Geophysics Ph.D. Student Kirstie Haynie Awarded Best Poster at GeoPRISMS Meeting
One of Two Students to Receive Honor
Kirstie Haynie, a Ph.D. student in the Department of Earth and Atmospheric Sciences, was awarded Best Student Poster at the 2015 GeoPRISMS Theoretical and Experimental Institute (TEI) on Subduction Cycles and Deformation held October 12-14 at Redondo Beach, Calif. Haynie is working with Assistant Professor Margarete Jadamec in the Geodynamics Research Group and Visualization Lab.
Haynie and one other student received this honor. She was gifted a signed copy of Tectonophysics Special Issue: Moho: 100 years after Andrija Mohorovičić edited by Hans Thybo, Irina Artemieva and Brian Kennett.
Haynie presented her Ph.D. research, which investigates the role of plateau collision-subduction on overriding plate deformation and slab detachment in Alaska. Her poster, “Building the Yakutat Plateau into Models of Flat Slab Subduction in Alaska,” discussed her main research objectives, preliminary 2D gravity models used to constrain the oceanic plateau, and preliminary 2D geodynamic models examining the effects of plate coupling along the plate interface.
The National Science Foundation, through the GeoPRISMS office at the University of Michigan, funds the TEI where 120 participants, including Haynie, were awarded travel funding as well as onsite expenses.

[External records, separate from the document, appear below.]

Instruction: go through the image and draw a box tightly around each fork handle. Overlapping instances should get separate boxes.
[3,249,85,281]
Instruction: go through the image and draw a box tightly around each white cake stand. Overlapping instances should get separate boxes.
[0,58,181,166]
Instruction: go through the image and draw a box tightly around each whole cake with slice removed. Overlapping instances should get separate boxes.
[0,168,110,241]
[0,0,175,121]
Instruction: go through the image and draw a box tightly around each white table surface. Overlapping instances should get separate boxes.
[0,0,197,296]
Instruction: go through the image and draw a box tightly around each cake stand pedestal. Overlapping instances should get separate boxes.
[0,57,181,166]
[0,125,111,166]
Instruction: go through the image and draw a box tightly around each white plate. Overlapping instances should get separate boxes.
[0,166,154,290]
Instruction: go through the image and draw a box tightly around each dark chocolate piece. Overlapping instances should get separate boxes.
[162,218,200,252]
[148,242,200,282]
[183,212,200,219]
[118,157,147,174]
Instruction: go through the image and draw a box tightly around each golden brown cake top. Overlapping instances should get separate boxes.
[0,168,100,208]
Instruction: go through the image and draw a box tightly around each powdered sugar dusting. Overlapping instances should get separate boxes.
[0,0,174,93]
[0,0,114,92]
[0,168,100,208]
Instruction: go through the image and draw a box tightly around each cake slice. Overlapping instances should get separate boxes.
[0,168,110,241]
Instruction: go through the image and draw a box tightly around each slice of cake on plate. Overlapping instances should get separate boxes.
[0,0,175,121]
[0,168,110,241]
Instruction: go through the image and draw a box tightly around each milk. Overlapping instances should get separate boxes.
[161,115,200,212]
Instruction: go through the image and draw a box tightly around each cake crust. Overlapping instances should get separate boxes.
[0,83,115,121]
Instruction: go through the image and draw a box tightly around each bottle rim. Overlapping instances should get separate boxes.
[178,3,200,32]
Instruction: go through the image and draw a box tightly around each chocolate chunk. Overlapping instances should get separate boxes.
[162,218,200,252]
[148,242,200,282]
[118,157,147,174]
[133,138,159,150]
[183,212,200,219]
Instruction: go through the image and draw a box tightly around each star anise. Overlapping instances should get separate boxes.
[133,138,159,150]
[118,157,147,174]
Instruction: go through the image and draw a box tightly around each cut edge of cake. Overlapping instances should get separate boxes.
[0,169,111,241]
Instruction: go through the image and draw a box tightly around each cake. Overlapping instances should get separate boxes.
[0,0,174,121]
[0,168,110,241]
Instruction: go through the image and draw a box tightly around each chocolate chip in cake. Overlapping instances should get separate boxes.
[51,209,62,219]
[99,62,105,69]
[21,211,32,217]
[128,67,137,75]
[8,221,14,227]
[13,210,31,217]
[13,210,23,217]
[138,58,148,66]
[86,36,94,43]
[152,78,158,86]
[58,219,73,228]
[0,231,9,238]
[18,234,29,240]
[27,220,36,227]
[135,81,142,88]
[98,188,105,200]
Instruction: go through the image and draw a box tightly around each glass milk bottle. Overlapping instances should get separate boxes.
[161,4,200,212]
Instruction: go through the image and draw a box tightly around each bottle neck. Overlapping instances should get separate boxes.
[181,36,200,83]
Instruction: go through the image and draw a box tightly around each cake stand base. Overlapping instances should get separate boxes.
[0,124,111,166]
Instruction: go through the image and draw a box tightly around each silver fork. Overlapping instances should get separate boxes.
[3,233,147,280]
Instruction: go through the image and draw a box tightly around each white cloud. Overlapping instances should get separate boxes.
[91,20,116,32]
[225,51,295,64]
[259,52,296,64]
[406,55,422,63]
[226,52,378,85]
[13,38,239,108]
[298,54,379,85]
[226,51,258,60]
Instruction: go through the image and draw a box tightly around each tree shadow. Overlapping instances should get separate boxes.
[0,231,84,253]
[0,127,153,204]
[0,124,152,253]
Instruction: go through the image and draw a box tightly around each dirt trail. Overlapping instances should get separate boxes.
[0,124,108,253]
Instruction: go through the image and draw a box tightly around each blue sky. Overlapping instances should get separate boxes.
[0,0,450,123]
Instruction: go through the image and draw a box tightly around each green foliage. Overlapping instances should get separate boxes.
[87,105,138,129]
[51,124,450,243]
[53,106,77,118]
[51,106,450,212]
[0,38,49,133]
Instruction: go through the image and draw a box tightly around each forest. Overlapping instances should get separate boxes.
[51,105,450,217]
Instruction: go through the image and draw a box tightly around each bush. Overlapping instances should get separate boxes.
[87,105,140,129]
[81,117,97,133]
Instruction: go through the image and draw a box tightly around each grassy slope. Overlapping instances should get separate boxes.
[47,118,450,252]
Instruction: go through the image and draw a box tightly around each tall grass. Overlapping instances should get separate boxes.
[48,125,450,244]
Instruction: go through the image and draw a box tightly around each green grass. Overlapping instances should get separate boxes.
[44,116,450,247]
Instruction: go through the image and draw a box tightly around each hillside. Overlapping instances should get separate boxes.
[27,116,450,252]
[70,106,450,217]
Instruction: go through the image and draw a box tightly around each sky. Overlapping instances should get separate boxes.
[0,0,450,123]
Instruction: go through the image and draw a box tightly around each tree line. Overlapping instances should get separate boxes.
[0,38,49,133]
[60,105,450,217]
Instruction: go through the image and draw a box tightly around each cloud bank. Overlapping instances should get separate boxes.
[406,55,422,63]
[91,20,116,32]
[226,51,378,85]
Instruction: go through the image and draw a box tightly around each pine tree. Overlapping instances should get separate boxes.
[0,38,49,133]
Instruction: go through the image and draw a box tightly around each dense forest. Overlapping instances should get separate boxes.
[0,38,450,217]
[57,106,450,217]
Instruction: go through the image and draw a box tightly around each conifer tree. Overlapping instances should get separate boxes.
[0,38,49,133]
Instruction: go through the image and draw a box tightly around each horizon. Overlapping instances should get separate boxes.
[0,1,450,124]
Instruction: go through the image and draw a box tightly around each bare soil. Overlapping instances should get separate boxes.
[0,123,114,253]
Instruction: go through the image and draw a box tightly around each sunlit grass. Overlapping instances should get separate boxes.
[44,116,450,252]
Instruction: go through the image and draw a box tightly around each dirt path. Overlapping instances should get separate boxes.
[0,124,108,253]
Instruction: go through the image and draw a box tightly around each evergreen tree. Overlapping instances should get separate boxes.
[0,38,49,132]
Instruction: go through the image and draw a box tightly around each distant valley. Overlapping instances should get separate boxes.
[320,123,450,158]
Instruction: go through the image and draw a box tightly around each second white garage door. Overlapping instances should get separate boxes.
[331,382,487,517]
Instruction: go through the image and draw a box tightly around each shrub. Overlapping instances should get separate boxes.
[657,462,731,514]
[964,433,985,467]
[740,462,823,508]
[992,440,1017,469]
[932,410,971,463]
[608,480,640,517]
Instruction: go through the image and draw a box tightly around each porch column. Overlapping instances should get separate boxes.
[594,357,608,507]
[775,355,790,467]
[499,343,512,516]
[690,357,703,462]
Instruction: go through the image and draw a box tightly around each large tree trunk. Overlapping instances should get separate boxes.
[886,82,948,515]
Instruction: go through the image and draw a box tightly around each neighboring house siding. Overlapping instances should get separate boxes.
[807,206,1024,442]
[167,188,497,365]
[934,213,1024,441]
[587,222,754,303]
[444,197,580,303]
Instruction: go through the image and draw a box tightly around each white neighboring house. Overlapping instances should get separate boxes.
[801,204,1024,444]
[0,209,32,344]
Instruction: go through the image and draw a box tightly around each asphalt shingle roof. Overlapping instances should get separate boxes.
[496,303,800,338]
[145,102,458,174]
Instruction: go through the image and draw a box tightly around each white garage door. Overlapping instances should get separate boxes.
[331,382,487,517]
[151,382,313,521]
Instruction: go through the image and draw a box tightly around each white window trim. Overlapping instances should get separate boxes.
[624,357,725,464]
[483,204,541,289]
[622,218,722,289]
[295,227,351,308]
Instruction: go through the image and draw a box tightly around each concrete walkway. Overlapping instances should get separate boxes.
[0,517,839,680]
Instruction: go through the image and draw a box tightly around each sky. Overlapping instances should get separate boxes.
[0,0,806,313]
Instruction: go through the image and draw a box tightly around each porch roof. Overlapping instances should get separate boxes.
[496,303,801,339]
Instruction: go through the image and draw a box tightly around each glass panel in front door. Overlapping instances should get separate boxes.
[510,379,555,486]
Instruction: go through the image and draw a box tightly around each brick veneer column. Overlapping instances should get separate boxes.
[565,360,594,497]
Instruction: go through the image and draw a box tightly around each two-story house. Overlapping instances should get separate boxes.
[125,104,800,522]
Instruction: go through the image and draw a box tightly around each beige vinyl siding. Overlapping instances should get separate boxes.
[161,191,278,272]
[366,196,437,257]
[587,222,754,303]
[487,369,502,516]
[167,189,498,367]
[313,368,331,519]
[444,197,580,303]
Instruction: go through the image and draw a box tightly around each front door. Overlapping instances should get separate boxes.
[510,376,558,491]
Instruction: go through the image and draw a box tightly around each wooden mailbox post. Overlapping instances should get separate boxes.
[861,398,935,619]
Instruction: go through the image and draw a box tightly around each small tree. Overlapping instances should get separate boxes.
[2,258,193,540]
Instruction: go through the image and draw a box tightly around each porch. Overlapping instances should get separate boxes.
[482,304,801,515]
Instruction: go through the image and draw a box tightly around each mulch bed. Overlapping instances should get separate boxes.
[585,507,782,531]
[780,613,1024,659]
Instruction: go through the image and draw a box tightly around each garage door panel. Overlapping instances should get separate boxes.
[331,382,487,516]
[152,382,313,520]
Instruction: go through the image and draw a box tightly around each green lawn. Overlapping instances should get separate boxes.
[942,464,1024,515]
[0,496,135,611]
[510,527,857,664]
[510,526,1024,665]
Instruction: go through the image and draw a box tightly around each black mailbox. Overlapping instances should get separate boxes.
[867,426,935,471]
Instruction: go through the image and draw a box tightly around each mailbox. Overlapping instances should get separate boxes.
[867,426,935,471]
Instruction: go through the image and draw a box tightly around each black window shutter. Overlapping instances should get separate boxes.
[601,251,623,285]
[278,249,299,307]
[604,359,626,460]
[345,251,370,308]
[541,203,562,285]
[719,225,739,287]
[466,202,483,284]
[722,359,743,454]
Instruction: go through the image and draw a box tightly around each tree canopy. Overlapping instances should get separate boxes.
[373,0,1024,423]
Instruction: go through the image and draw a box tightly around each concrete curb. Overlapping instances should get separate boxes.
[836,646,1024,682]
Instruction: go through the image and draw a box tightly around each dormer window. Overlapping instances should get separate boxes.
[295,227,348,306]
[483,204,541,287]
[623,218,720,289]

The goal of this conference was to provide a summary of recent progress made in the objectives of the subduction cycles and deformation initiative.
All talks and posters were related to structure and dynamics of subduction zones with topics on slab processes, the incoming plate, the megathrust, the shallow fore-arc, and the mantle wedge and arc crust.